Sonrojado y con las palabras revueltas sólo pude contestar: “A los aguacates por el mercado… que diga, al mercado por los aguacates”.

La pequeña metiche soltó una carcajada y en modo autoritario me dijo: “Te acompaño” lo que fue muy beneficioso para mí, ya que además de bonita y divertida, era una experta escogiendo aguacates; según ella, el guacamole de su mamá era el mejor del mundo.

Cuando regresamos, apenas cruzamos la puerta de la vecindad se escuchó un grito que hizo retumbar todas las ventanas. “¡Patricia ¿Dónde carajos estabas?!”

Al levantar la mirada la vi por primera vez y fue tal mi impresión, que una parálisis desconocida me entumeció las piernas y la lengua. Una robusta mujer como de un metro noventa y una sola pierna, apoyada en sus muletas me miraba furiosa, como si fuera un insecto al que había que apachurrar.

-Fuimos al mercado.
-¿Y con permiso de quién?
-Perdón mamá.
-Sabes que no debes salir sola.
-No estaba sola, salí con él.

En ese momento pasé de ser sólo un espectador a parte del problema.

-¿Y quién es este?
– Es mi nuevo amigo, se llama…

Yo sabía que se llamaba Patricia, pero ella seguía sin saber mi nombre.

-Soy Pablo Ramírez señora, mucho gusto…

Por arte de magia las piernas y la lengua se me desentumieron y con una soltura inusual en mí, me acerqué a la señora y extendí mi mano. Ella se dio la vuelta dejándome con la mano estirada.

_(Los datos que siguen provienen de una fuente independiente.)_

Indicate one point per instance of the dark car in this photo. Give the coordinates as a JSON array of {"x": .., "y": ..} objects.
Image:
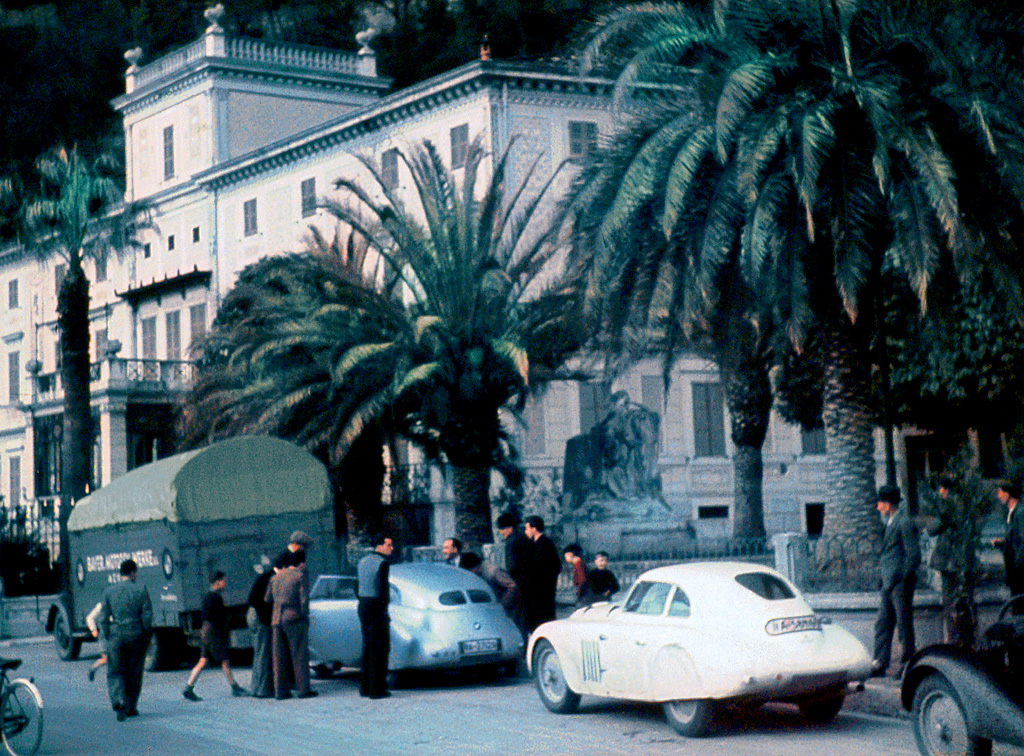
[{"x": 962, "y": 700}]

-Ya métete, estás castigada.

Patricia sin levantar la vista del piso la siguió como un manso corderito.
Durante la comida, le pregunté a mi abuela por la señora sin pierna. “Es la señora Micaela” me dijo, entonces nos contó que era una mujer muy trabajadora, que se ganaba la vida lavando y planchando ajeno. Mi mamá hizo la observación de lo difícil que debía ser para ella realizar sus actividades recargada en una muleta. Yo también hice una observación: “me parece una señora muy mal educada, me dejó con la mano extendida, no me quiso saludar.” “No se lo tomes a mal – dijo mi abuela- esa pobre mujer ha sufrido mucho, después de que la atropellaron y perdió la pierna, su marido la dejó con una bebé de meses y, a pesar de su discapacidad, la saca adelante, por eso es desconfiada con la gente, entiéndela. Primero te parece seca y ruda, pero cuando la tratas te das cuenta de que es una buena persona.
A partir de entonces el domingo se convirtió en mi día favorito. Después de comer salía al patio a jugar con Patricia hasta que la señora Micaela se asomaba por el barandal y con su mirada fulminante me convertía en un insignificante bicho para luego decir: “Ya métete”. A lo que Patricia obedecía sin chistar.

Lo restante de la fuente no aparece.